I believe the Kindle now does read Korean characters. I recall reading about that somewhere for the K3. I haven't been able to find Korean books on Amazon. My mom is Korean and loves to read, and buying Korean books in the states can get ridiculously expensive. If you find a way to get Korean books on the Kindle, I'd love to know as well.


----------



## montalex (Jun 12, 2010)

AddieLove said:


> I believe the Kindle now does read Korean characters. I recall reading about that somewhere for the K3. I haven't been able to find Korean books on Amazon. My mom is Korean and loves to read, and buying Korean books in the states can get ridiculously expensive. If you find a way to get Korean books on the Kindle, I'd love to know as well.

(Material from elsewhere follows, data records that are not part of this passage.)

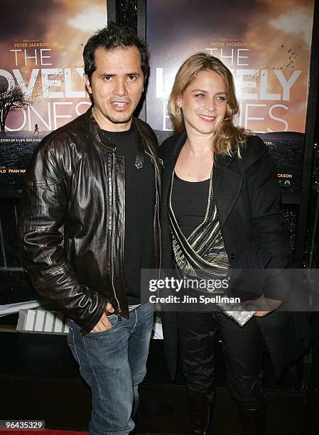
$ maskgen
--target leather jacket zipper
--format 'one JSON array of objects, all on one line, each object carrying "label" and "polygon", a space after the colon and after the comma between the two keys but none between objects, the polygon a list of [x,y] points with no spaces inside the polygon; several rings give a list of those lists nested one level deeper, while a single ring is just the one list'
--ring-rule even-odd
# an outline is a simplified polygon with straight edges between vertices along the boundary
[{"label": "leather jacket zipper", "polygon": [[[111,161],[112,161],[112,219],[113,219],[113,210],[114,210],[114,198],[115,198],[115,187],[114,187],[114,182],[115,182],[115,163],[114,163],[114,151],[113,151],[113,152],[111,154]],[[114,225],[112,222],[112,235],[111,235],[111,246],[112,247],[112,249],[114,248]],[[115,300],[117,301],[117,318],[119,319],[119,321],[121,321],[121,316],[120,316],[120,313],[121,312],[121,307],[119,306],[119,299],[117,297],[117,294],[115,291],[115,289],[114,289],[114,256],[113,254],[112,255],[111,255],[111,264],[112,264],[112,267],[111,267],[111,280],[112,280],[112,286],[113,288],[113,293],[114,295],[114,298]]]}]

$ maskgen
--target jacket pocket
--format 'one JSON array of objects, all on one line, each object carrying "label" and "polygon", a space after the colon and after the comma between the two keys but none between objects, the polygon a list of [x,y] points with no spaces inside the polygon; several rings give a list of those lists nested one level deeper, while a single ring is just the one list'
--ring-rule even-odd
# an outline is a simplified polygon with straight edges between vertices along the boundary
[{"label": "jacket pocket", "polygon": [[64,254],[67,260],[72,262],[74,257],[75,242],[73,237],[64,236]]}]

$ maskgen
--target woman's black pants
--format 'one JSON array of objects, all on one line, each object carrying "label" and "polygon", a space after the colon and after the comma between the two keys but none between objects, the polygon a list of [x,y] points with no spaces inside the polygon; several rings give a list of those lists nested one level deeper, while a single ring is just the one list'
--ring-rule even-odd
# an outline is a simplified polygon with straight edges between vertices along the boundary
[{"label": "woman's black pants", "polygon": [[246,409],[265,404],[262,386],[262,338],[254,318],[243,328],[219,311],[178,313],[179,344],[188,388],[210,394],[215,389],[217,330],[227,369],[228,387]]}]

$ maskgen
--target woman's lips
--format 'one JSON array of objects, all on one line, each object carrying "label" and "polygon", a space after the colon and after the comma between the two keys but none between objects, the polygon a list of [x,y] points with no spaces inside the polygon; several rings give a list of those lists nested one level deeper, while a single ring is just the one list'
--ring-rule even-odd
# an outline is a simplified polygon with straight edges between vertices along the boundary
[{"label": "woman's lips", "polygon": [[201,119],[205,122],[213,122],[216,119],[216,117],[209,117],[207,115],[198,115]]}]

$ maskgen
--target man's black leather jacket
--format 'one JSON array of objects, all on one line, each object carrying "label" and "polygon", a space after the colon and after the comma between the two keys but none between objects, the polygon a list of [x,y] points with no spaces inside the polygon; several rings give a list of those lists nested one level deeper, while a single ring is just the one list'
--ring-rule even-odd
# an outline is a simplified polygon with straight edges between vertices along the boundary
[{"label": "man's black leather jacket", "polygon": [[[136,167],[145,153],[156,175],[154,238],[160,266],[161,166],[147,124],[137,129]],[[98,323],[108,301],[129,316],[124,282],[124,158],[106,141],[90,109],[43,139],[35,151],[21,198],[23,263],[35,289],[81,328]]]}]

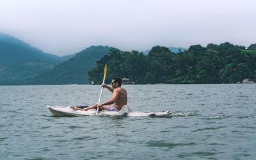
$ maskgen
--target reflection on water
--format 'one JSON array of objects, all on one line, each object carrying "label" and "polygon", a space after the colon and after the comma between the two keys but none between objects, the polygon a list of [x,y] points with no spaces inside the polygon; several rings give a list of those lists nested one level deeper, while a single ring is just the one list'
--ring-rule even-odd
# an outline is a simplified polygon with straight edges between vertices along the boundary
[{"label": "reflection on water", "polygon": [[0,86],[0,159],[255,157],[256,84],[124,88],[132,111],[172,116],[56,116],[47,104],[95,104],[100,86]]}]

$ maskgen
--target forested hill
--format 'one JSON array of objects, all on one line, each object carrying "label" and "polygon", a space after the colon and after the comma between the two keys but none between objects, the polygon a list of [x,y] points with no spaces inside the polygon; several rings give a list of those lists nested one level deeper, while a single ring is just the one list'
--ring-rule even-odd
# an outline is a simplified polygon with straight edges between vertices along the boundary
[{"label": "forested hill", "polygon": [[70,57],[60,58],[44,52],[18,38],[0,33],[0,84],[22,81],[39,75],[67,58]]},{"label": "forested hill", "polygon": [[246,78],[255,81],[255,61],[256,44],[247,49],[228,42],[206,47],[195,45],[177,53],[156,46],[148,55],[111,48],[88,75],[90,81],[100,84],[107,63],[106,83],[119,76],[135,84],[234,83]]},{"label": "forested hill", "polygon": [[[27,84],[67,84],[89,83],[87,72],[108,52],[108,46],[92,46],[77,53],[53,70],[26,80]],[[102,76],[101,76],[102,77]]]}]

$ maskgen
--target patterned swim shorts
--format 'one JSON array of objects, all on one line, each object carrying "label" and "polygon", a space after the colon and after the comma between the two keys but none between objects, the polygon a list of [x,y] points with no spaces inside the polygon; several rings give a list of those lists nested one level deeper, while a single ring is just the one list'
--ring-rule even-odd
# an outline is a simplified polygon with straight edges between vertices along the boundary
[{"label": "patterned swim shorts", "polygon": [[106,109],[109,111],[119,111],[119,109],[115,107],[107,107]]}]

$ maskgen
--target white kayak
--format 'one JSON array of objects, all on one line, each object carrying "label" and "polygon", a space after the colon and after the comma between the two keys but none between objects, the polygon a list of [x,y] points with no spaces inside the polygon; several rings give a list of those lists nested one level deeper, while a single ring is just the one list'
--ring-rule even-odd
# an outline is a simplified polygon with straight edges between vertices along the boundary
[{"label": "white kayak", "polygon": [[[96,115],[96,109],[91,109],[88,111],[75,110],[71,106],[61,107],[56,106],[46,106],[50,109],[51,112],[54,115],[63,116],[90,116]],[[166,111],[163,112],[129,112],[128,105],[124,106],[119,111],[109,111],[102,110],[99,111],[97,115],[108,115],[108,116],[161,116],[172,114],[172,111]]]}]

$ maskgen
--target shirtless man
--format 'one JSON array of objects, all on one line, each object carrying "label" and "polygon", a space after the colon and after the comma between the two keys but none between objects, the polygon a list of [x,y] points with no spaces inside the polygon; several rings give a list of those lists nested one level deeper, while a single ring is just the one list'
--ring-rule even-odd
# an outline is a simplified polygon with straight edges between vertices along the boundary
[{"label": "shirtless man", "polygon": [[[101,86],[103,86],[103,88],[106,87],[111,92],[113,92],[112,98],[109,100],[101,104],[95,104],[86,108],[79,108],[77,106],[74,106],[73,108],[77,110],[87,111],[92,108],[97,109],[99,107],[100,111],[107,109],[110,111],[119,111],[122,107],[127,103],[127,93],[125,89],[121,88],[122,83],[122,81],[121,78],[113,77],[111,83],[112,87],[108,86],[105,83],[101,84]],[[114,104],[113,106],[110,105],[112,104]]]}]

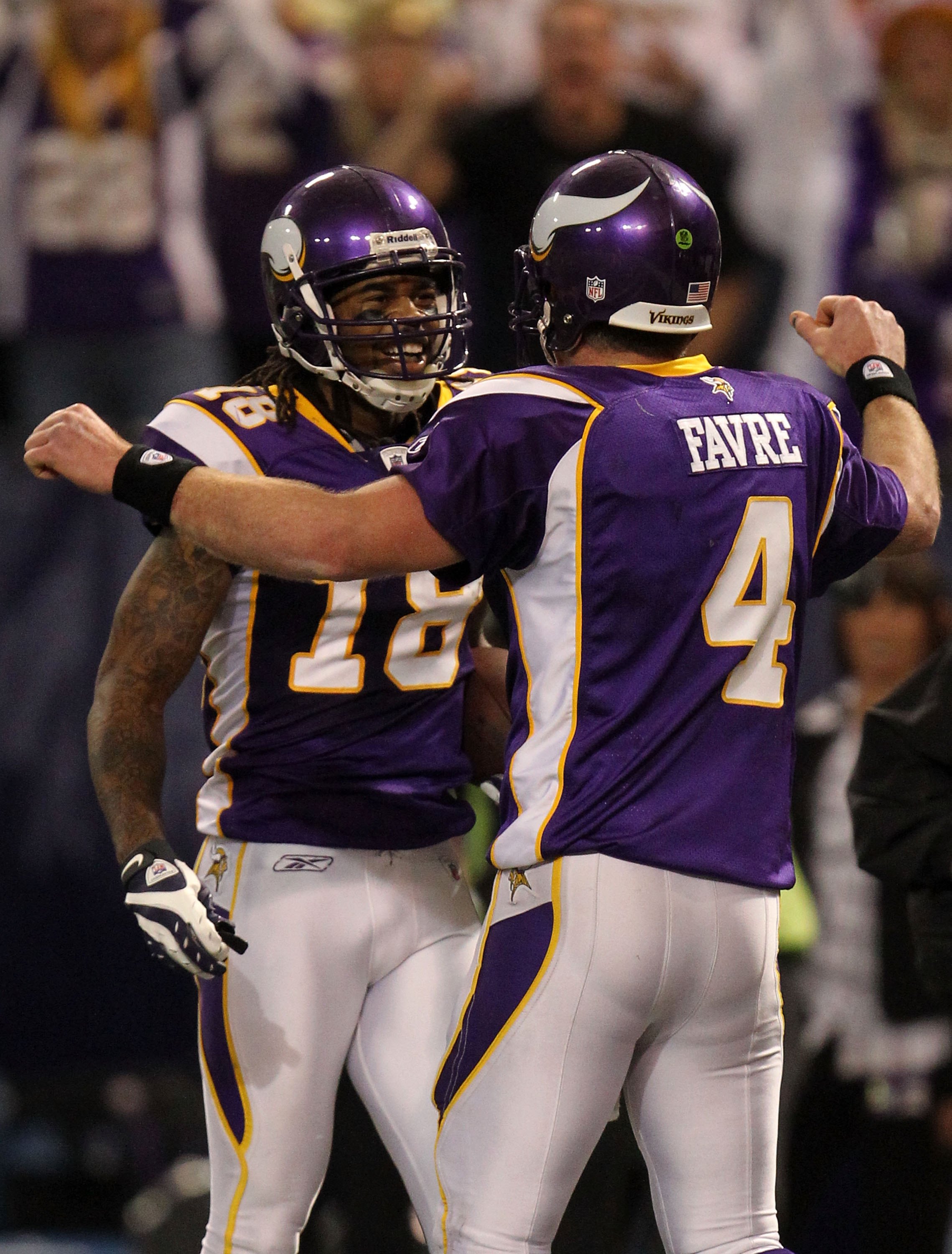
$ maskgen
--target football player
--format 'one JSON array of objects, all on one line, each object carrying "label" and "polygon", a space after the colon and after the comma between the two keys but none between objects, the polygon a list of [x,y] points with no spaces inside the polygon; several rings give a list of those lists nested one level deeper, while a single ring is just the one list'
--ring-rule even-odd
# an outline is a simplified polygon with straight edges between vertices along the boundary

Duokan, from China, installs as a parallel OS on Kindle, and can display Chinese, Japanese, Korean and English. It is still in Beta, but is updated every week. I've had it installed on my Kindle for a couple of weeks, and it works very well. Give you the ability to read epub natively, and reflows pdfs, too.

Here is some info: http://www.mobileread.com/forums/showthread.php?t=105847

There is no jailbreak or hack involved. It is just a matter of copying some files into the Kindle root folder. At start-up you will have the option to boot into either Kindle or Duokan (default, unless you change the setting in Duokan, will be Kindle).

More info here: http://www.duokan.com/forum/


----------



## Tris (Oct 30, 2008)

My mother is Korean and desperate for a K3 after I got my K2i and read that the K3 can "read" Korean.  I would LOVE to buy her one, but there doesn't seem a good and easy way for her to get actual Korean books. Like Addielove, if you can find a way to get Korean books...I won't hesitate to order her one!

Tris


----------